Add cubed butter. Cut into the flour mixture. using a pastry blender or two forks until it resembles small pea size pieces.
Gradually add ½ cup cold water, mixing well. Add additional water one tablespoon at a time until the dough comes together.
Once the dough has come together pat into an even thickness round disk. Cut into 4 sections. Wrap each with plastic wrap and chill for 30 minutes.
Once chilled, working with one dough section at a time, on a lightly floured surface, roll approximately ⅛” thick. (Make small red hearts first.)
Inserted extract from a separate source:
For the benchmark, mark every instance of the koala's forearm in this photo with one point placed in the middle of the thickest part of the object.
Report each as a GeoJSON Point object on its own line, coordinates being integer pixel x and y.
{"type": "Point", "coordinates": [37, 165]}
To make hearts: With a small knife or cookie cutter, cut out ½ heart shapes working along the edge of the dough. In a small bowl mix together one egg white with 1 tablespoon sugar and the red food coloring until fully blended. Using a small pastry brush, apply red colored egg white over the tiny hearts. Set aside and allow to dry while you assemble pies.
In a separate bowl mix the remaining 2 egg whites with 3 tablespoon sugar. (Use this to brush dough for cherry pies)
To bake: Preheat oven to 350°F. Line 2 large cookie sheets with parchment paper. Set aside.
To assemble: Using a heart shaped pie press, or a 3 inch heart shaped cookie cutter, cut out large hearts. Brush hearts with egg white-sugar mixture.
Dollop 1 tablespoon cherry pie filling onto the center of half of the cutout hearts, leaving a border around the edge. If using a pie press, place another heart on the opposite side and close to seal. If using a cookie cutter, place another pastry heart on top of the pie filling, and press the edges using the tines of a fork or pastry wheel. Arrange on parchment lined sheet pans.
Affix red hearts onto the tops using egg white-sugar mixture. Sprinkle tops with additional sugar.
Place into the preheated oven and bake for 25-30 minutes or just until lightly golden.
Cool for 1 hour on a cooling rack. Serve at room temperature, warm or chilled.
Store in an airtight container chilled for up to 3 days.